Bu sene on beş talebe birlikte Hicaz'a gidecekler. Hicaz'da olan masraflarını da Hicaz almayacak. Kendilerine düşen masraf çok az birşey olacak. Dönüşlerinde Salih ile bir iki arkadaşı, İran ve diğer hükûmetleri gezdikten sonra Pakistan'a İslâm Gençlik Konferansına âzâ olarak gidecekler. Belki bunların yol masrafını hükûmet verecek. Bu hususta emirlerinizi intizar ediyoruz.

Ali Ekber Şah'ı, Said Ramazan'ı, Abdurrahim Zapsu görmüş; Pakistan'da çok hürmet etmişler. Üstadımız yerine ellerini öptüler, duanızı rica etmişler.

Seyyid Salih

***

بِاسْمِهِ سُبْحَانَهُ

Evvelâ: İstifsâr-ı hatırla el ve ayaklarınızdan öper, sıhhat ve âfiyetinizi Cenâb-ı Haktan dilerim ve ziyade muhtaç olduğum duanızı beklerim efendim.

Saniyen: Bura için merak edecek hiçbir şey kalmadı. 5 Mart'taki merak 18 Nisan'da ferah buldu. Polis dairesi, Nur dairesi oldu. Tarsus Savcısı tetkik edip, "Bu kitapları geriye verin" o vakit demişti. Komiser Bey bana "Git, Mersin'dekilerini de al, gel, hepsini bir verelim" diye beni Mersin'e gönderdi. Mersin Emniyeti "Biz senin kitaplarını Ankara'ya gönderdik; gelirse veririz, gelmezse burada kitabın yok" dedi. Döndüm, tekrar Tarsus Komiserine geldim. Komiser Bey boynunu bükerek, "Hoca, biz emir kuluyuz. Gücenme, kusura bakma. Biz senin kitaplarını emirsiz veremeyiz" cevabında bulundu. 18 Nisan'da "Kitapların gelmiş. Git, al da gel" dediler. Hemen gittim. Zülfikar, Sikke-i Tasdik, Tılsım, Afyon Müdafaanızı, hülâsa bu beş kitaplarımızın Ankara'ya varıp geldiğini, dışındaki sarılı kâğıttan anladım.
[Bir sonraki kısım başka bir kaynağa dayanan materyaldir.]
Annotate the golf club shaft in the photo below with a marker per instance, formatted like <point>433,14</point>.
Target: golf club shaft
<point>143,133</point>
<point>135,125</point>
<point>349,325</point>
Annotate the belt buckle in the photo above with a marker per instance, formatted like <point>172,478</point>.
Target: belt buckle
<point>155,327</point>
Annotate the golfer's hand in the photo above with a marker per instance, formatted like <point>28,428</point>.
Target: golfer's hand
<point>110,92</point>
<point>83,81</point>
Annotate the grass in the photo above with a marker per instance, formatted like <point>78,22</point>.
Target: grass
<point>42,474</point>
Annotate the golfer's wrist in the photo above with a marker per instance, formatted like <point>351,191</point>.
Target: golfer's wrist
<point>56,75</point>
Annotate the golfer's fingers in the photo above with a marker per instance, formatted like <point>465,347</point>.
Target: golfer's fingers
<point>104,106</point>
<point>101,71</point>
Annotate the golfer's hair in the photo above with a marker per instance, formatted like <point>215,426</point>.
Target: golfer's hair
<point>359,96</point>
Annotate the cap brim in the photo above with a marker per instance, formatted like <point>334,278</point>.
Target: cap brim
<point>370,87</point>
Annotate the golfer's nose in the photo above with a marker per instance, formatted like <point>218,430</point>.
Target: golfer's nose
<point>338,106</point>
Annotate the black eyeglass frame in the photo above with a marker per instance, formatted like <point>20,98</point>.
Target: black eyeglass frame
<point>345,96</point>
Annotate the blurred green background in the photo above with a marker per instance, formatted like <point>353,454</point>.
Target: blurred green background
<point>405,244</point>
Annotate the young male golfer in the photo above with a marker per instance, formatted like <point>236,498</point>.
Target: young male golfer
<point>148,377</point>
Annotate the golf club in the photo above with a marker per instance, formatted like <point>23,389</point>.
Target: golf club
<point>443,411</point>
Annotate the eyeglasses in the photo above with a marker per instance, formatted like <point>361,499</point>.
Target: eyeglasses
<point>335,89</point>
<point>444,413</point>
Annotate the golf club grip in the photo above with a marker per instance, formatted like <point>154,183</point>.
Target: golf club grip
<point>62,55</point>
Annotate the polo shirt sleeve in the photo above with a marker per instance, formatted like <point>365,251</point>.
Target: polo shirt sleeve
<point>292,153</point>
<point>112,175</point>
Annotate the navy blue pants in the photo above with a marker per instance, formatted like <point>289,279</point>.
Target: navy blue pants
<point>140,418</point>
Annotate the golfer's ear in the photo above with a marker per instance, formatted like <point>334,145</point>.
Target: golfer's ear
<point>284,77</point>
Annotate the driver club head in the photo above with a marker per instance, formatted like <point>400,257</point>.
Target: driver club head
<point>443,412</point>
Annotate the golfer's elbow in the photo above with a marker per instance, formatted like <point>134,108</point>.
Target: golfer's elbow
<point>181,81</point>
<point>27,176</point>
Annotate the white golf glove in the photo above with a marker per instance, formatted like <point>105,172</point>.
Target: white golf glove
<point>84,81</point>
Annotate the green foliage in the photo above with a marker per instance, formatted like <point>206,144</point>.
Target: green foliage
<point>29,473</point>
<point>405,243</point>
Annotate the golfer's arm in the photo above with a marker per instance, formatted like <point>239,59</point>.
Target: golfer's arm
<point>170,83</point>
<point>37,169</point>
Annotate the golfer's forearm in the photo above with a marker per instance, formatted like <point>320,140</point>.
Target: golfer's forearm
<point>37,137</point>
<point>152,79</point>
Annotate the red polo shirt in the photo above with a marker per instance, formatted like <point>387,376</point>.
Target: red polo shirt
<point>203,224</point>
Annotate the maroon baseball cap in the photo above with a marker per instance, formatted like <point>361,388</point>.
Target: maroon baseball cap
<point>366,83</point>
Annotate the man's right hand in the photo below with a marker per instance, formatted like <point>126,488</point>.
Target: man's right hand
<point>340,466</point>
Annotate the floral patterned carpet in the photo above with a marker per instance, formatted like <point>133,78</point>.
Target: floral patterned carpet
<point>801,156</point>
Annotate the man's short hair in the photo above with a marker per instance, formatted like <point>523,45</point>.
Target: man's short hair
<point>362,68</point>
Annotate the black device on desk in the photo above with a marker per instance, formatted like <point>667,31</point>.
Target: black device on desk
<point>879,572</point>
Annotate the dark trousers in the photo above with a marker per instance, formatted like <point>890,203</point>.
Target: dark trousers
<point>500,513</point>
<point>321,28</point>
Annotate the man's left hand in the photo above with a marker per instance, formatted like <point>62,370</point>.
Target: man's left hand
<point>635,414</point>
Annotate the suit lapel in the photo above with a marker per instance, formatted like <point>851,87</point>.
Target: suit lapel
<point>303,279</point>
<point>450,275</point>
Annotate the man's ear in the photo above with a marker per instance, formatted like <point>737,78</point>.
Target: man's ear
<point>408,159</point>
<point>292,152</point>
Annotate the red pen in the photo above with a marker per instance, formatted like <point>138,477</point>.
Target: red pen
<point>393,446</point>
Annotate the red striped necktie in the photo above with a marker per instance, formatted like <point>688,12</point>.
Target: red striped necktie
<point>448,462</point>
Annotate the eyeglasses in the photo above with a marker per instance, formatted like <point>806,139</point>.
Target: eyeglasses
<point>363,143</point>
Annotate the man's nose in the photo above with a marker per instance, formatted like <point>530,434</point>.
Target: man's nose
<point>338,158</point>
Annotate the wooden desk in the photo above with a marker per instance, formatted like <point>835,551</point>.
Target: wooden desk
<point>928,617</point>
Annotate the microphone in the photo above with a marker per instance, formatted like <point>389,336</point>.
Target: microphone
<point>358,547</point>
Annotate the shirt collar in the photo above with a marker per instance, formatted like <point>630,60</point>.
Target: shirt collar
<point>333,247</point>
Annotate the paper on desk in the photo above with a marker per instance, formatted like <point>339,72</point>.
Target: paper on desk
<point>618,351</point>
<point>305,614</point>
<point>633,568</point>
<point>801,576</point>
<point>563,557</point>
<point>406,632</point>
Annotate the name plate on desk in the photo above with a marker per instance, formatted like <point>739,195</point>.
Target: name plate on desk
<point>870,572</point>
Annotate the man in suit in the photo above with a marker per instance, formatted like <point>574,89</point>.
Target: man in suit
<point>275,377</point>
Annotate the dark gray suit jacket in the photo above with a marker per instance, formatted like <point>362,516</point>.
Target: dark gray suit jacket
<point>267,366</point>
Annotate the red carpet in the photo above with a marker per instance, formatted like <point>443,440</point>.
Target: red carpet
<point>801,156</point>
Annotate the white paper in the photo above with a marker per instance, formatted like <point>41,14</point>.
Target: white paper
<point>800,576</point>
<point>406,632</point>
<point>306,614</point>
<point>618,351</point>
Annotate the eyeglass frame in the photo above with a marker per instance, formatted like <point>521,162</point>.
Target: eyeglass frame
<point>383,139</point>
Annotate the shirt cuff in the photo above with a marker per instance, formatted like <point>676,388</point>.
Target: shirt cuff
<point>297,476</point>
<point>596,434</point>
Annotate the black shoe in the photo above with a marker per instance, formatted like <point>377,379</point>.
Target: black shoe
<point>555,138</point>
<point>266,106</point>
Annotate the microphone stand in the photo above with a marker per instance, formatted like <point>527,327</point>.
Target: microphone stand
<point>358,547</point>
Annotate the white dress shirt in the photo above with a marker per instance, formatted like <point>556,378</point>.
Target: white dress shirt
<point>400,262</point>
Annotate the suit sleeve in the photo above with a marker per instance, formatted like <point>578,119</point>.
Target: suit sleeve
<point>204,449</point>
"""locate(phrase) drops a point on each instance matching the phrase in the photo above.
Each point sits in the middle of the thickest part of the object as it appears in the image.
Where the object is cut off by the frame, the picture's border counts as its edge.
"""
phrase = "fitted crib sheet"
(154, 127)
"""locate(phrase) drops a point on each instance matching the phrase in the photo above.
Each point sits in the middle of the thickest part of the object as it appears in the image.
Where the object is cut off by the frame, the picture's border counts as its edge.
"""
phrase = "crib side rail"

Netice, kitapların içinde "Satılmaması için bir şey yoktur" diyerek bir vesika ile beraber kitaplarımızı elime teslim ettiler. Ben de komiser beye bir Tılsım mecmuası, emniyet memuru Ethem Beye bir Hülâsa, bir de yeni harfle Tarihçe-i Hayat hediye ettim, çok memnun oldular. Onlar da Nurcu oldular.

Üstadım Efendim, "Bu tarafın vazifesi senin" demiştin. Ben de söz verdim, Isparta'dan gittiğimde Mart'ta gelirim demiştim. Gaziantep ve Maraş'a varamadığım için ruhum "Sen vazifeni tam yapmadın" diyor.

Üstadım Efendim, Eskişehir'e gitmeden bir sene evvel ilk görüştüğümüzden üç dört ay sonra rüyada Üstadım, hanemize gelmiştin. Bana dediniz: "Seni bir yere göndersem gider misin?" Ben de "Giderim, efendim" dedim. Sen de "Seni üç aylık bir yere göndereceğim" dedin. Ben de hemen yürüdüm. Bana "Dur" diye emir verdin. Ben de durdum. "Ben sana şimdi git emrini verdim mi?" dedin. Ben hemen uyandım. O zamandan beri merak ediyordum. "Acaba bu sene emir verdi mi ki? Hem üç aylık yol bize de nasip olur mu ki?" diye gece ve gündüz gözyaşları döküyordum. Demek mukadder şimdi imiş.

اَلْحَمْدُ لِلّٰهِ هٰذَا مِنْ فَضْلِ رَبِّى Efendim, el ve ayaklarınızdan hürmetle ve hasretle öpüyorum.